The suppurating sores of decaying capitalism have once again seeped through the thin cloth woven of propaganda which keeps them semi-obscured most of the time. In the week beginning 21 January 2008, stock markets crashed all over the world and the appalling rottenness of the system was lit up in a glare of publicity. On the Monday alone, £77bn was wiped off the value of the FTSE 100 companies quoted on the London Stock Exchange – more than £1,000 for every man, woman and child in this country.
The trigger for the crash appears to have been the creditworthiness downgrading in the US of a top insurance underwriter, Ambac, a company that insured the value of bonds based on loans to consumers (this activity apparently being known as ‘monoline’ insurance), including the dreaded subprime loans. Having had to pay out unprecedented amounts as a result of the subprime crisis, it was itself in some trouble, but, even worse, all the bonds it had insured were necessarily downgraded in value too!
Tim Price, writing in the Financial Times, pointed out: “A deterioration in corporate credit quality, and in particular the credit quality of the monoline insurers, now raises the likelihood of institutional defaults, counterparty failure and some sizeable dominoes toppling – possibly several hundred billion dollars’ worth of them.” It is no wonder that the Ambac downgrade led market speculators to rush to sell their shares on the day the news broke – Friday 18 January, while the New York stock exchange was still open but after the London Stock Exchange had closed – bringing prices tumbling down.

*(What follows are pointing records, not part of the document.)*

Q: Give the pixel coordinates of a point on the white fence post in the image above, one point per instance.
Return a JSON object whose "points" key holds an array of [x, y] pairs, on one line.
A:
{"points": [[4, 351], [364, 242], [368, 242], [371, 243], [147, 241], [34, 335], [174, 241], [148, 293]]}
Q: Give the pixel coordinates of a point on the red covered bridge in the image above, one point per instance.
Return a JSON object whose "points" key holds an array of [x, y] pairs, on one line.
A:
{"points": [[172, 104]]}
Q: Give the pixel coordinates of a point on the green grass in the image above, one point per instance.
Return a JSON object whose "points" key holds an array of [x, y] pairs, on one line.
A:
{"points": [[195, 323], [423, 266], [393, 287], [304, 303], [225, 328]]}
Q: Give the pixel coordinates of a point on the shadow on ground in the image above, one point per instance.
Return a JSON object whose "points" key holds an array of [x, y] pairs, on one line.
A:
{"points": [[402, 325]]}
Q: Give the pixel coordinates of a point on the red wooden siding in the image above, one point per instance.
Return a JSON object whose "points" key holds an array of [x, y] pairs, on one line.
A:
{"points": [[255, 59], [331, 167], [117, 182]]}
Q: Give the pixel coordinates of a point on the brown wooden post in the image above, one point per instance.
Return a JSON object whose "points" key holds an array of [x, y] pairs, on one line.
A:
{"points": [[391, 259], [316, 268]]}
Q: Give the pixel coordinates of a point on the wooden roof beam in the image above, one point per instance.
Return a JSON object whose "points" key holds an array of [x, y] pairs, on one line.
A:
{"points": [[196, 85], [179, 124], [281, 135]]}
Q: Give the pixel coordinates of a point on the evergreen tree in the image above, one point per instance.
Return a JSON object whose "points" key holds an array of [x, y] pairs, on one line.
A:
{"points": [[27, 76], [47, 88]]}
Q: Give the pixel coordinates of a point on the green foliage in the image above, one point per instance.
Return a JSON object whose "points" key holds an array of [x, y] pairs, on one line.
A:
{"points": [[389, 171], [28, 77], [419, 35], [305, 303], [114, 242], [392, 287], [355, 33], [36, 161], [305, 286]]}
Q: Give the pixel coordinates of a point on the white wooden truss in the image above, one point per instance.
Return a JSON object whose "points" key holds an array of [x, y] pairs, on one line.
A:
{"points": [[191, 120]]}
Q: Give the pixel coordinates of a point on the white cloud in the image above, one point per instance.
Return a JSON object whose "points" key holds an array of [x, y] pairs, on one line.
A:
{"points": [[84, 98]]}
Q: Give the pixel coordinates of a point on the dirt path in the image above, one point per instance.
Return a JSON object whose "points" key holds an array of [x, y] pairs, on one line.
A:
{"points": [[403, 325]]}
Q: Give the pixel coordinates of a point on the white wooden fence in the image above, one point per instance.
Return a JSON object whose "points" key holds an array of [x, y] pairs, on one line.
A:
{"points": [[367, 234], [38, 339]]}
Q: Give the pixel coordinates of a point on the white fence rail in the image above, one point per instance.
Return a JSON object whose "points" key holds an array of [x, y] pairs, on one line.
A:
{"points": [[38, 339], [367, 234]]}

The weekend intervened and then it was the turn of Europe and the East to suffer two days of spectacular market turbulence. This eased for the time being on the US Federal Reserve holding an emergency meeting on the 23rd to decide on “an unprecedented 0.75 per cent interest rate cut”, the idea being that this would give Americans more money to spend, thereby easing the general crisis of overproduction, reducing the (considerable) risks of debt default, and generally giving the American economy a boost to help it out of the doldrums.
However, it was very low US interest rates that caused the general crisis of overproduction to express itself as the subprime crisis in the first place. The Federal Reserve would appear to take the unscientific view that the best cure for a hangover is the proverbial ‘hair of the dog’!
The underlying crisis of overproduction caused by the fact that the vast masses of the world’s people are too impoverished to purchase the ever increasing volume of products resulting from the incessant economic ‘growth’ of capitalism remains, whether or not the stock markets stabilise. Because of this, a huge number of the world’s business enterprises will be forced to close, impoverishing the working masses even further.
This will be the underlying reality regardless whether businesses appear to collapse because of inflation wiping out their profits or because of inability to recapitalise through loans to continue in production.
The impoverishment takes the form of lost jobs, lost careers, decimated pensions, lost opportunities, in fact, loss of access to everything necessary for a fulfilling life – even, for many, sufficiency of the most basic essentials. To use the expression of Anthony Hilton, the Financial Editor of the Evening Standard, “That is the price you pay for capitalism.”
The question is: How much longer? How long will the world proletariat and peasantry be prepared to go on suffering?